# Melstrual sex?



## Machjo (Feb 2, 2018)

...


----------



## arbitrator (Feb 13, 2012)

Machjo said:


> Sorry for the title typo.
> 
> One evening, my wife somewhat shamefully told me that she wanted sex but was menstruating and would understand if I didn't want to do it. I just thought that if she was in the mood and I could do it, I could do it. I agreed and she asked again if I was sure, fearing that it might gross me out. Knowing that she really wanted it at the time (though she worried about what I'd think of it), I said I was. We did it.
> 
> She then discovered that menstrual sex alleviated her stomach cramps. That might be a reason she likes to do it more often now, though she still always seems ashamed when she asks. What have your experiences with this been? Is it common for menstrual sex to alleviate stomach cramps?

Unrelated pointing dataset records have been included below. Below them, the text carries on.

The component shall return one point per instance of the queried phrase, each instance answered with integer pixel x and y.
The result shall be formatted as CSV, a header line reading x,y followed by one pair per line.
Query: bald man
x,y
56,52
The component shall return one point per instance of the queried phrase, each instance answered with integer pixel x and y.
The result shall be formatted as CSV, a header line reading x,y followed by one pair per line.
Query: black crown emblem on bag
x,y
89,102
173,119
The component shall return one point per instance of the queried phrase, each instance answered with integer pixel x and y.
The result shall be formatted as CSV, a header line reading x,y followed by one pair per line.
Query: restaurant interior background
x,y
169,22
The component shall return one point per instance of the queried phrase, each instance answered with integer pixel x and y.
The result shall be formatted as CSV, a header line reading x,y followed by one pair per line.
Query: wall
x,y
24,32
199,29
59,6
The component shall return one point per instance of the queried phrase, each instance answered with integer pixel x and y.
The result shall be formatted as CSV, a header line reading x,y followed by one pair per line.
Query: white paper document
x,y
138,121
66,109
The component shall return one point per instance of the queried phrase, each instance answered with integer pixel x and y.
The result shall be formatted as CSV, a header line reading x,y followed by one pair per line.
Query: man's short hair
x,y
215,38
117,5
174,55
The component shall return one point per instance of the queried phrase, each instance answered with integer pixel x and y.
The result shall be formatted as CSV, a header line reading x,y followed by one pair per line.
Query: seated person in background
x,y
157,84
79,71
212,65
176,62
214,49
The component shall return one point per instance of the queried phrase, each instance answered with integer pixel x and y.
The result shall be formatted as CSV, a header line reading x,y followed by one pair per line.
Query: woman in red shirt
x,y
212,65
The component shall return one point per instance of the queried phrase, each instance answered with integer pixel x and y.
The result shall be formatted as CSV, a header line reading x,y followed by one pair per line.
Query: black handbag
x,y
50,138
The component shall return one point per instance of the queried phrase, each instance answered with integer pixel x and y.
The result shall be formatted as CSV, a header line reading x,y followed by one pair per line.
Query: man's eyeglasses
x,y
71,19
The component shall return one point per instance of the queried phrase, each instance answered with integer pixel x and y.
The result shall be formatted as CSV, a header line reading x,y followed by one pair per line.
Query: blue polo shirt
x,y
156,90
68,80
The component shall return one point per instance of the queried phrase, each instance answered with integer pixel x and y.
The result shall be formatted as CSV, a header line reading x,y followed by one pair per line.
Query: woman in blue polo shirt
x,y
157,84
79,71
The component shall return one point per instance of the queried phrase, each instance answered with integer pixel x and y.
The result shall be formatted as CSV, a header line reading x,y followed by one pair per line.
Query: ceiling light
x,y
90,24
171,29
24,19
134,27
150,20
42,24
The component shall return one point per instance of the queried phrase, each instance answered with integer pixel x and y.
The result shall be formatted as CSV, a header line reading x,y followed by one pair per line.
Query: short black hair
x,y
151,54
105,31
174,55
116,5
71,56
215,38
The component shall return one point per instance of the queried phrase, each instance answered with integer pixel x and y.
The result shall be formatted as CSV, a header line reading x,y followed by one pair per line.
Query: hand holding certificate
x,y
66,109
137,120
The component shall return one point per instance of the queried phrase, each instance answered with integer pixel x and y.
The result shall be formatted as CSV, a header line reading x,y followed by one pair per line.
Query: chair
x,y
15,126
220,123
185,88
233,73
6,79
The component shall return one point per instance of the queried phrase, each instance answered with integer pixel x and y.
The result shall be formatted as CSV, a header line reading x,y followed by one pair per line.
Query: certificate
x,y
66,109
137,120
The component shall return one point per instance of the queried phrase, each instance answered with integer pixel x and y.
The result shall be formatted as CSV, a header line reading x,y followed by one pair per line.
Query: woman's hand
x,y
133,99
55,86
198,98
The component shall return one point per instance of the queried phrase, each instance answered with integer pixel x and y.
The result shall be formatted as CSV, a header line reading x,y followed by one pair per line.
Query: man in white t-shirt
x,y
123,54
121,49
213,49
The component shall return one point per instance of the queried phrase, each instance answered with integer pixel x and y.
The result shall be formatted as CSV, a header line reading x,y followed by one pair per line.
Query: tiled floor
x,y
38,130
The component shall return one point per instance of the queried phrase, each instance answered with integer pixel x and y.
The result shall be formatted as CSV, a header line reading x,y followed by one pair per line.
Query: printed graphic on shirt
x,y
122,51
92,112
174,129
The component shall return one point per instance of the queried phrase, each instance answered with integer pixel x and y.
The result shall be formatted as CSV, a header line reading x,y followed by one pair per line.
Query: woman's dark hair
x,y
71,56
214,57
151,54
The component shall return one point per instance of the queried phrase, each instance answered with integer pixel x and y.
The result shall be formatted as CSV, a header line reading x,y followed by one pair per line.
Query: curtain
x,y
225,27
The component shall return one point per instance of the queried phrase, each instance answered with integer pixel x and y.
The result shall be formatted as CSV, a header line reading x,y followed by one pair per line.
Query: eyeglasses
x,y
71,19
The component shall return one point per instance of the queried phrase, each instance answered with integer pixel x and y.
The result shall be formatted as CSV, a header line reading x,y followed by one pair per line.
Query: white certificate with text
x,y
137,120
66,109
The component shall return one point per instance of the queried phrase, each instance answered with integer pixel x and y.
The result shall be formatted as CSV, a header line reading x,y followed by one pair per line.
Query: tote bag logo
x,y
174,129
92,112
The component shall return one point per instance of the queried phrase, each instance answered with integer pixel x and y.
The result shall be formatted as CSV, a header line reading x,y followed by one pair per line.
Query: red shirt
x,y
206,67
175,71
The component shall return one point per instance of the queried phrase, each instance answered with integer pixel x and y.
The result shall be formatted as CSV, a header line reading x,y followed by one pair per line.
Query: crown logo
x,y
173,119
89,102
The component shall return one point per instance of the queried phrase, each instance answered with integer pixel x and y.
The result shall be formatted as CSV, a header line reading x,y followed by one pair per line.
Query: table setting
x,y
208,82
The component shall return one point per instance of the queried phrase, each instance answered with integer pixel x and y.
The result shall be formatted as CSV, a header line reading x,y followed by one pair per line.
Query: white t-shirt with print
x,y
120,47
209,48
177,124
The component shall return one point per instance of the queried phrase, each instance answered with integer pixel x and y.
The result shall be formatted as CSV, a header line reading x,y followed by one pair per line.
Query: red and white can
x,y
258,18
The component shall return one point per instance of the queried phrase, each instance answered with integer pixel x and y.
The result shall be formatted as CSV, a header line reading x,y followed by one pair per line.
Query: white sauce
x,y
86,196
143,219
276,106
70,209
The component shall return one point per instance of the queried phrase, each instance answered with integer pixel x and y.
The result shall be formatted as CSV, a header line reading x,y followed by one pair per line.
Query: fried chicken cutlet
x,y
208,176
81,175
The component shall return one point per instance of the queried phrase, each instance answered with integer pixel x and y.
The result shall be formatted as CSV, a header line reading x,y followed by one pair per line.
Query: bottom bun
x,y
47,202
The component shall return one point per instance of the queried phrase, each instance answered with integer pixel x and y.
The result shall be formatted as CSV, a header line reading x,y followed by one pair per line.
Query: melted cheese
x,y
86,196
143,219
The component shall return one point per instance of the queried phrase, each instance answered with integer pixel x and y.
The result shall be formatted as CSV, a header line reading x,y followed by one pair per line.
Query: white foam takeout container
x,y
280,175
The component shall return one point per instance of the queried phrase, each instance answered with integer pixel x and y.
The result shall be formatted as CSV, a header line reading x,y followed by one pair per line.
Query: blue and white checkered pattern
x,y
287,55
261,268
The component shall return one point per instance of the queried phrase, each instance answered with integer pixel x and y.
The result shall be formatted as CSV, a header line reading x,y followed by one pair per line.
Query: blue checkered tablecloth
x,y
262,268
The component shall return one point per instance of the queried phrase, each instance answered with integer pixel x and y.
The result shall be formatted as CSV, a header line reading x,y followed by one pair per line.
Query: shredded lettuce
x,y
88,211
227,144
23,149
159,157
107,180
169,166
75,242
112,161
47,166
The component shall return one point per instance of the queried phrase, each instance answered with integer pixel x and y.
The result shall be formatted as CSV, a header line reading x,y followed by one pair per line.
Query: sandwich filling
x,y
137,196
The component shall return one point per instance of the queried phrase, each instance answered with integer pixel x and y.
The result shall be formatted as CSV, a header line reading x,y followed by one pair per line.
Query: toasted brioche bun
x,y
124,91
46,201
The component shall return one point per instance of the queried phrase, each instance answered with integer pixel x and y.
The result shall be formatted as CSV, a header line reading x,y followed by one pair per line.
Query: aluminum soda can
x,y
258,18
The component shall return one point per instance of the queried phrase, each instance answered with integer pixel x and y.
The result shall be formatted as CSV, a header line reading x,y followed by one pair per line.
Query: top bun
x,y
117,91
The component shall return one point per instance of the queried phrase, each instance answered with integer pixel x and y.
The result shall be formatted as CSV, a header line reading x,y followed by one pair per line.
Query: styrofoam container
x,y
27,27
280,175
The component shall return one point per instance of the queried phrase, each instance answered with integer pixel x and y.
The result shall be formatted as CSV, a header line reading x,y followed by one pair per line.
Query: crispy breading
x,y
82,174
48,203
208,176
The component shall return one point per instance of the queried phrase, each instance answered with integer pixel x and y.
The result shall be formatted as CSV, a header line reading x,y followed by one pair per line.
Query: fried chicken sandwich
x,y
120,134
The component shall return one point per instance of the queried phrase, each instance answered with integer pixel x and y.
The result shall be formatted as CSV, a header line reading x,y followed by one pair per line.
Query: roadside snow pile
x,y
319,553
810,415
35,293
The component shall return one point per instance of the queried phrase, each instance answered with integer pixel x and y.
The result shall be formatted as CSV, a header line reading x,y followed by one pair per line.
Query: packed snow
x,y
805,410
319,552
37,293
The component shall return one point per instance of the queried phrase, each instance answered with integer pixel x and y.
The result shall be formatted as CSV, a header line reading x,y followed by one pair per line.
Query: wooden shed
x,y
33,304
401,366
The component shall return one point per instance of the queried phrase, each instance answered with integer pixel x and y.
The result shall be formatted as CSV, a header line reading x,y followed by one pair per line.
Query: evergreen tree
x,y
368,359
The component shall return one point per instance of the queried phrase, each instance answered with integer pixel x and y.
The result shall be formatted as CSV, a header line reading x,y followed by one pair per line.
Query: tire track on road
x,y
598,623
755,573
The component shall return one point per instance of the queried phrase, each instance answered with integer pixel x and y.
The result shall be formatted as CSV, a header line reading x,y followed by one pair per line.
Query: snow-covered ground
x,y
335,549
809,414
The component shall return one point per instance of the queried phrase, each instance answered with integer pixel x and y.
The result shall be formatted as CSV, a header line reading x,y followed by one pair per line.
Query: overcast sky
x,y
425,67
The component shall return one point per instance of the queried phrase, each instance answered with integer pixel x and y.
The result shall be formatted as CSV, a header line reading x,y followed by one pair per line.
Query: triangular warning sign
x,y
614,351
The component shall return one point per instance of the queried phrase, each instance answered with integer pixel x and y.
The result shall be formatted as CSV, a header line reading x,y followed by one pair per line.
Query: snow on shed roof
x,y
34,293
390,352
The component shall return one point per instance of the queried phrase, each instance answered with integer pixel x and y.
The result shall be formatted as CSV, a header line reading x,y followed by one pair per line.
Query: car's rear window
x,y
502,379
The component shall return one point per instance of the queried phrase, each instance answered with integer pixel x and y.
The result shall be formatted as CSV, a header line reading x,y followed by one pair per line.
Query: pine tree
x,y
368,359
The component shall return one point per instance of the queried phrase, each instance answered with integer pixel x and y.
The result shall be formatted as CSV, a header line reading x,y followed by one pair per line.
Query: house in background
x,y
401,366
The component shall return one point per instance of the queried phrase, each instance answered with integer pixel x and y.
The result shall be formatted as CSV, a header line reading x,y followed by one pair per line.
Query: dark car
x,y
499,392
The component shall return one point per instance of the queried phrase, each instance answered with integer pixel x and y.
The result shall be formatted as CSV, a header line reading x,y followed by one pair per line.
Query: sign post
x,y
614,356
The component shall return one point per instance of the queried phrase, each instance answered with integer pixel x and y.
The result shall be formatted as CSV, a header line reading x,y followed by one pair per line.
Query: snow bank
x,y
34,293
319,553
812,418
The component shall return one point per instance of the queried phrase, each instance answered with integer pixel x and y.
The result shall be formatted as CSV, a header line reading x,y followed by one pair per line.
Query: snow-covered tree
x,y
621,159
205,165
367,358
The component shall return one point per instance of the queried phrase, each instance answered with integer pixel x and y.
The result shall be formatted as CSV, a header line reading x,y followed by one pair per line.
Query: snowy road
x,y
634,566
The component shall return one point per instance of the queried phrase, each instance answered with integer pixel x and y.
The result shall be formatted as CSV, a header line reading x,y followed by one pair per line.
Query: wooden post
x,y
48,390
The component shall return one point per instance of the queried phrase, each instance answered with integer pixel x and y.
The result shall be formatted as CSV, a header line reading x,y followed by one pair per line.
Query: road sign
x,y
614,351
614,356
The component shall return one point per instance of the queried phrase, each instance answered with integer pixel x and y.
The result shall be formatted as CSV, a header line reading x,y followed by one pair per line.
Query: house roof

*Strange in that my first wife was that way! Took her a few years to ask for it! She seemed to be much more randier during her period!

I wasn't really a big fan of it at first, but I acquiesced her needs and desires, usually requiring cursory shower sex!*


----------



## Livvie (Jan 20, 2014)

Machjo said:


> Sorry for the title typo.
> 
> One evening, my wife somewhat shamefully told me that she wanted sex but was menstruating and would understand if I didn't want to do it. I just thought that if she was in the mood and I could do it, I could do it. I agreed and she asked again if I was sure, fearing that it might gross me out. Knowing that she really wanted it at the time (though she worried about what I'd think of it), I said I was. We did it.
> 
> She then discovered that menstrual sex alleviated her stomach cramps. That might be a reason she likes to do it more often now, though she still always seems ashamed when she asks. What have your experiences with this been? Is it common for menstrual sex to alleviate stomach cramps?


They aren't "stomach" cramps, they are melstrual cramps.


----------



## Machjo (Feb 2, 2018)

...


----------



## FrazzledSadHusband (Jul 3, 2014)

I used to massage my wife's stomach with downward strokes to help relieve cramps years ago. It sometimes ended up with sex. Put down a towel, take a shower afterwards, whats the problem??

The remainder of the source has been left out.